I've been looking at them as well. I really like the Black Ranger but it's only 3.75 inches long I wish it was bigger.


----------



## Savvy (Jun 23, 2007)

I picked up a Big Ben Presidential from Frenchy a little while back. I was surprised how big the bowl was when I got it, it definitely looked smaller in the picture, although it's not too big that I don't smoke it.

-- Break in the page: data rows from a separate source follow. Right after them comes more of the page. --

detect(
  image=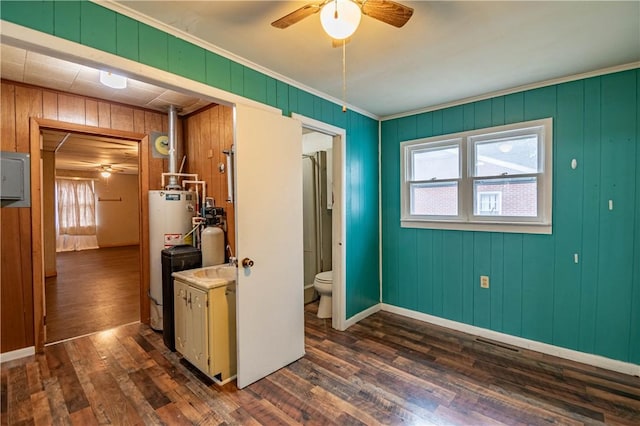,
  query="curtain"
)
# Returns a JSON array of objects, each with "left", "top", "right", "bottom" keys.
[{"left": 56, "top": 179, "right": 98, "bottom": 251}]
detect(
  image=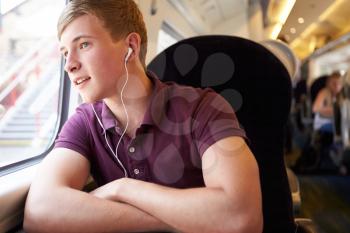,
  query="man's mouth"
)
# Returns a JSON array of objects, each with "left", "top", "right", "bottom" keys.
[{"left": 74, "top": 77, "right": 90, "bottom": 85}]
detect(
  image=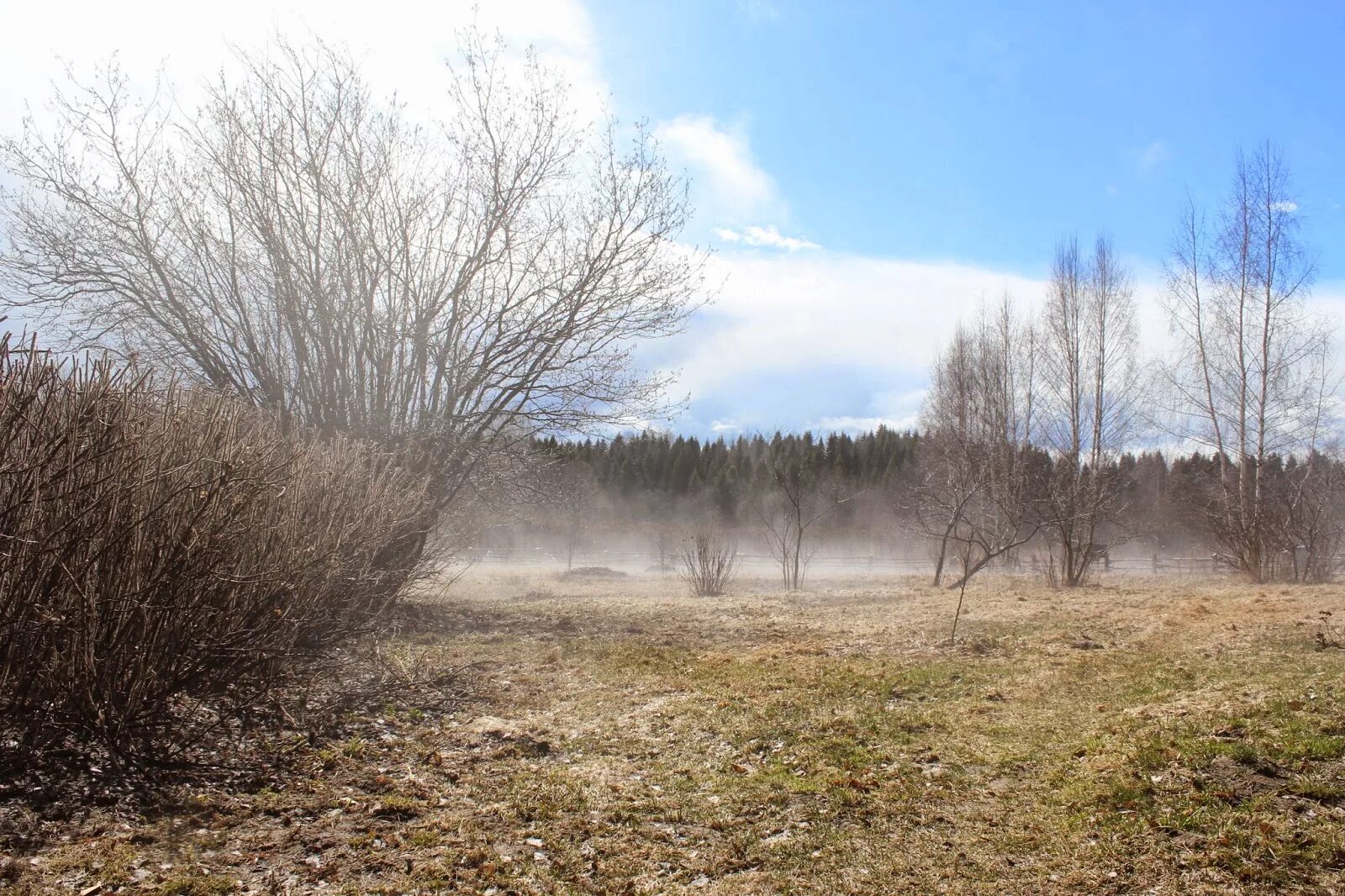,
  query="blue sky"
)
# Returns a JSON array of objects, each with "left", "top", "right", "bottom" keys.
[
  {"left": 589, "top": 0, "right": 1345, "bottom": 433},
  {"left": 590, "top": 0, "right": 1345, "bottom": 269},
  {"left": 0, "top": 0, "right": 1345, "bottom": 436}
]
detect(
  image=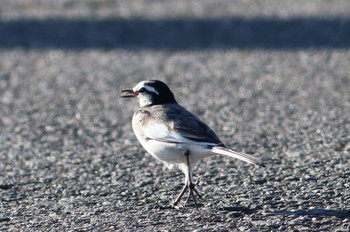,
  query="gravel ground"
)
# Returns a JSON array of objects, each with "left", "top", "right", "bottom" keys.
[{"left": 0, "top": 0, "right": 350, "bottom": 231}]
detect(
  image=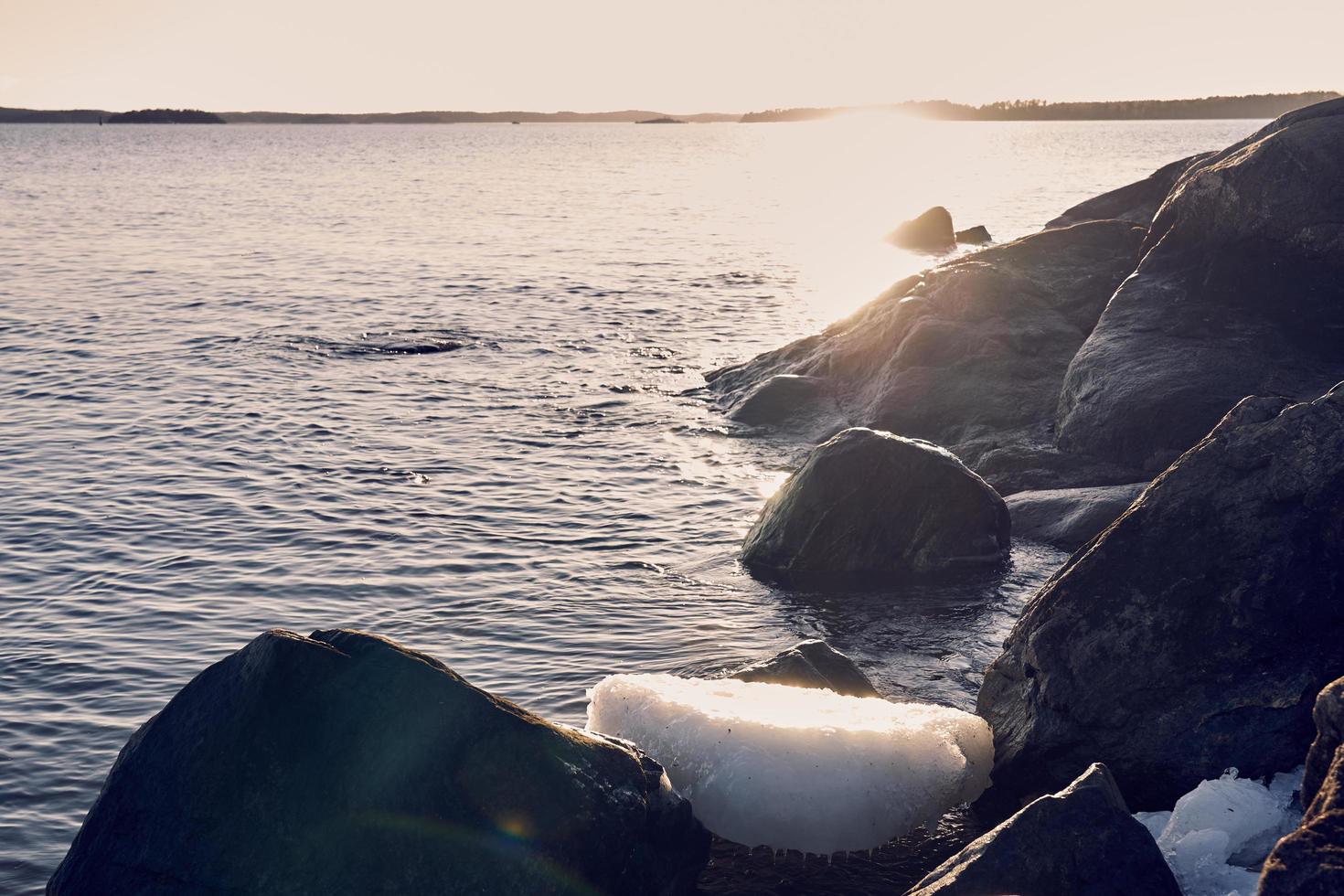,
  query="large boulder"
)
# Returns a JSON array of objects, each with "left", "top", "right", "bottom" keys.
[
  {"left": 1006, "top": 482, "right": 1147, "bottom": 550},
  {"left": 729, "top": 638, "right": 881, "bottom": 698},
  {"left": 47, "top": 632, "right": 709, "bottom": 896},
  {"left": 909, "top": 764, "right": 1180, "bottom": 896},
  {"left": 1259, "top": 678, "right": 1344, "bottom": 896},
  {"left": 1046, "top": 152, "right": 1212, "bottom": 227},
  {"left": 706, "top": 221, "right": 1144, "bottom": 493},
  {"left": 978, "top": 386, "right": 1344, "bottom": 810},
  {"left": 887, "top": 206, "right": 957, "bottom": 252},
  {"left": 741, "top": 427, "right": 1009, "bottom": 583},
  {"left": 1058, "top": 100, "right": 1344, "bottom": 472}
]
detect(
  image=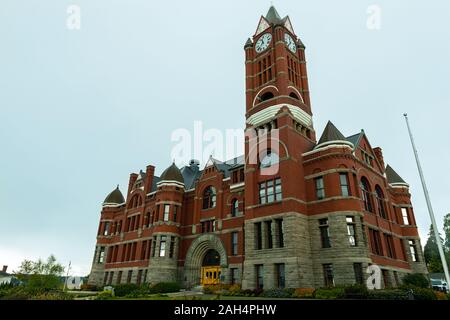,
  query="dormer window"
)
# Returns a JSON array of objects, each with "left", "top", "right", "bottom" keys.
[
  {"left": 203, "top": 186, "right": 216, "bottom": 209},
  {"left": 259, "top": 150, "right": 280, "bottom": 169}
]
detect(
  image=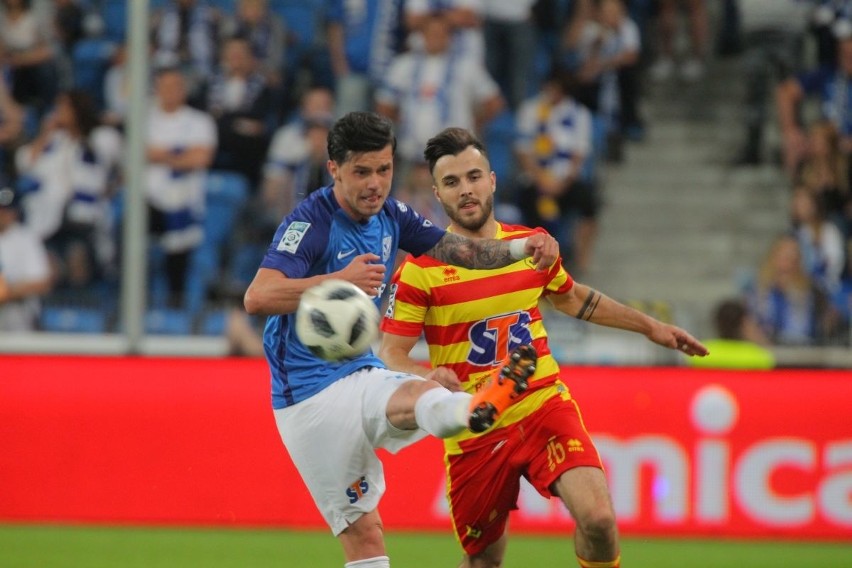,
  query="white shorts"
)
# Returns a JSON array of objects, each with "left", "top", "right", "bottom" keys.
[{"left": 275, "top": 368, "right": 428, "bottom": 536}]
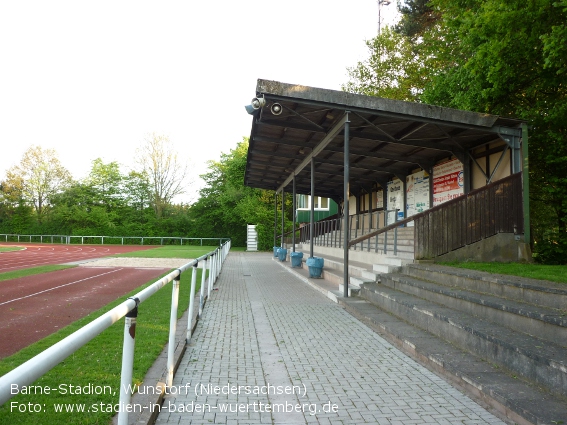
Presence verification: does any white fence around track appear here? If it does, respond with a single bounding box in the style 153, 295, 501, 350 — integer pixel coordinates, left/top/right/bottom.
0, 240, 230, 425
0, 233, 228, 246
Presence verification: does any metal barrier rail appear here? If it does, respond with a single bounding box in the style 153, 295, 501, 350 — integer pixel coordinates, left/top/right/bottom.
0, 233, 228, 246
299, 209, 399, 255
0, 240, 231, 425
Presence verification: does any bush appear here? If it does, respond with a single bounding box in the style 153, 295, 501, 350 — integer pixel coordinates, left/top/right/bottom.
533, 232, 567, 265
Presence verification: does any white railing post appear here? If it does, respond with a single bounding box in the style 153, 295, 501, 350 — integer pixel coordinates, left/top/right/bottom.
215, 248, 222, 282
199, 258, 207, 319
118, 298, 140, 425
185, 263, 198, 344
166, 269, 181, 388
207, 252, 217, 298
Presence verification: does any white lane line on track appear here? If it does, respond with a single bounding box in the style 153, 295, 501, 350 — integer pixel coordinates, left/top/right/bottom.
0, 268, 124, 305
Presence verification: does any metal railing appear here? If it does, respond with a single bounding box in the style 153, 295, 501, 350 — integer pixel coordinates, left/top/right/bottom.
0, 233, 228, 246
0, 240, 231, 425
298, 209, 403, 255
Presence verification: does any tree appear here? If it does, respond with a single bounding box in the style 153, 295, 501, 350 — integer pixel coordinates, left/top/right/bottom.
136, 133, 188, 219
394, 0, 440, 38
190, 139, 293, 250
422, 0, 567, 258
4, 146, 71, 222
85, 158, 124, 212
342, 27, 436, 102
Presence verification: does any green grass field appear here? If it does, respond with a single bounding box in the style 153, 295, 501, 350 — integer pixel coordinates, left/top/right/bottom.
440, 262, 567, 283
113, 245, 218, 259
0, 269, 201, 425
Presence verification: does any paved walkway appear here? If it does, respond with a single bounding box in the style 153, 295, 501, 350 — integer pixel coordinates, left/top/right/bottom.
156, 252, 503, 425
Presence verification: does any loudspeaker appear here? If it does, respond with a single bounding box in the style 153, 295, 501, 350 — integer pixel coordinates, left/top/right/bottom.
252, 97, 266, 109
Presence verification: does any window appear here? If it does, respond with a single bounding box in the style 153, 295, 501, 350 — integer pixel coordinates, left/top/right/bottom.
297, 195, 329, 211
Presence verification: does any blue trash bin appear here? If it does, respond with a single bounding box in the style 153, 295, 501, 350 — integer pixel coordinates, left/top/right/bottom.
305, 257, 325, 278
289, 252, 303, 267
278, 248, 287, 261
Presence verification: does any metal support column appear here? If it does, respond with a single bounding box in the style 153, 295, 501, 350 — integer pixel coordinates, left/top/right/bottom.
291, 174, 297, 252
522, 123, 531, 244
274, 192, 278, 246
343, 111, 350, 298
309, 158, 315, 258
280, 189, 285, 248
463, 153, 472, 195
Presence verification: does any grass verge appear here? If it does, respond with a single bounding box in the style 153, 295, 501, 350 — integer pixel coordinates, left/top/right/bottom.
0, 269, 201, 425
439, 262, 567, 283
0, 264, 77, 282
112, 245, 218, 259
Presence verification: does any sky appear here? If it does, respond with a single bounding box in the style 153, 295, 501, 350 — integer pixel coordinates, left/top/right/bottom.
0, 0, 396, 199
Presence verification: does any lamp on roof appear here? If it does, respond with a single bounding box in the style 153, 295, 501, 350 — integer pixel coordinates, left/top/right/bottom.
244, 97, 266, 115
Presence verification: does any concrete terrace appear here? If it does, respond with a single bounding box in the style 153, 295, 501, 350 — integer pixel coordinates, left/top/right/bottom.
156, 252, 504, 425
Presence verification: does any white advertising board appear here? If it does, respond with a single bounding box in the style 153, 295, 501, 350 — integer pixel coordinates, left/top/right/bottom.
386, 178, 405, 224
406, 171, 429, 226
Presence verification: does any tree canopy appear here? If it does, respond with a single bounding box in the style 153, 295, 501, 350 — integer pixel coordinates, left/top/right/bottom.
344, 0, 567, 258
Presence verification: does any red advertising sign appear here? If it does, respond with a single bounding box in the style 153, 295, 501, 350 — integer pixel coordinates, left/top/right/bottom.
433, 159, 464, 206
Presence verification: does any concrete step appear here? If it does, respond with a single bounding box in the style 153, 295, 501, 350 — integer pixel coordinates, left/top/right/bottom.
361, 270, 380, 282
404, 264, 567, 313
372, 264, 402, 275
337, 298, 566, 424
349, 276, 376, 287
360, 284, 567, 397
380, 274, 567, 347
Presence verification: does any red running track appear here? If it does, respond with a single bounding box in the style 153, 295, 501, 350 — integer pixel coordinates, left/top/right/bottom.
0, 267, 168, 358
0, 243, 155, 273
0, 243, 167, 358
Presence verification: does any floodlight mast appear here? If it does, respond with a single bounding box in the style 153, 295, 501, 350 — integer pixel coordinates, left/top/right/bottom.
377, 0, 391, 35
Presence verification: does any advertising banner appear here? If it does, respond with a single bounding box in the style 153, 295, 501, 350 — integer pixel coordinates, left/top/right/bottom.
406, 171, 429, 226
387, 178, 405, 224
433, 159, 464, 206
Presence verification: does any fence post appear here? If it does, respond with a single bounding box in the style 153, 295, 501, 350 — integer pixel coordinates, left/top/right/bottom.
166, 269, 181, 388
394, 210, 399, 255
384, 210, 389, 254
199, 258, 207, 319
185, 263, 199, 344
207, 251, 217, 298
118, 298, 140, 425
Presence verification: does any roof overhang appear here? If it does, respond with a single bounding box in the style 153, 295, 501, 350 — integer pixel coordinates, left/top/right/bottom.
244, 80, 522, 200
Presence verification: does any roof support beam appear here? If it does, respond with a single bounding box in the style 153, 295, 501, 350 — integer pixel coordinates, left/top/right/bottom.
276, 114, 348, 192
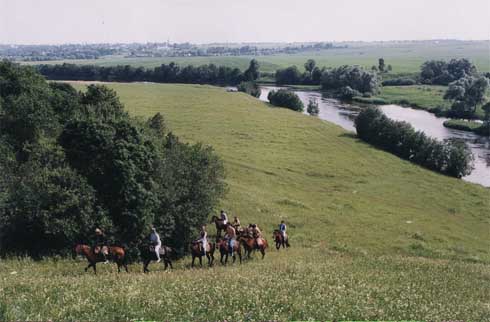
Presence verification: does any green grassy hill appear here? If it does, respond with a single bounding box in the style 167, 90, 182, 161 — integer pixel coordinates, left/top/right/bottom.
94, 84, 490, 260
0, 84, 490, 321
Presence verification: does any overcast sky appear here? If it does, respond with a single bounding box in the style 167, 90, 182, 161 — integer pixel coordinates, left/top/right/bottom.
0, 0, 490, 44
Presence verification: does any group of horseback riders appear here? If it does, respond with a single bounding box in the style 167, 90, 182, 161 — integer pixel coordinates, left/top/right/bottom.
88, 210, 289, 263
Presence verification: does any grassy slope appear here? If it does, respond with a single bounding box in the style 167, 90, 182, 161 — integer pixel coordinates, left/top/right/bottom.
0, 84, 490, 321
82, 84, 490, 259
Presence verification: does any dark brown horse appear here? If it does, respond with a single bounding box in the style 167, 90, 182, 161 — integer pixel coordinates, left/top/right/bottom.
272, 229, 290, 250
239, 236, 269, 259
140, 245, 174, 273
211, 216, 226, 238
74, 244, 129, 274
216, 238, 242, 265
190, 242, 216, 267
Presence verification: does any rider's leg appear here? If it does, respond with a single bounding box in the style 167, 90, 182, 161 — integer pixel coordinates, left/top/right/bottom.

All in all, I think it smokes pretty well, definitely a good mid-level pipe. If you like one pull the trigger :tu


----------



## Hermit (Aug 5, 2008)

I have a couple of Big Bens.
One is a blue one that was a gift
and the other is a Giant that I got from Frenchy.
Both are good pipes. :tu


----------



## Requiem (Dec 6, 2008)

Two of the first pipes I bought, about one year ago, are Big Ben.
One is a little billiard, the other a bent dublin. From all my pipes I think those are the ones I like the less. Mine are not awfull smokers, but not good either...


----------



## IHT (Dec 27, 2003)

Savvy said:


> I picked up a Big Ben Presidential from Frenchy a little while back. I was surprised how big the bowl was when I got it, it definitely looked smaller in the picture, although it's not too big that I don't smoke it.
> 
> All in all, I think it smokes pretty well, definitely a good mid-level pipe. If you like one pull the trigger :tu


i, too, have a Big Ben Presidential, and it smokes without problems, good pipe.


----------



## Davetopay (Jan 19, 2008)

Just put a bid on one to try and help cure a sudden case of PAD.....we will see what happens.:biggrin:


----------



## DubintheDam (Jun 5, 2007)

I have 4 big bens, I usually smoke my filter pipes in the morning, they do soften the bite, I recommend them for the money, most have a varnish, I just sand that off.


----------



## IHT (Dec 27, 2003)

just smoked mine tonight... had the urge for an Oriental blend.


----------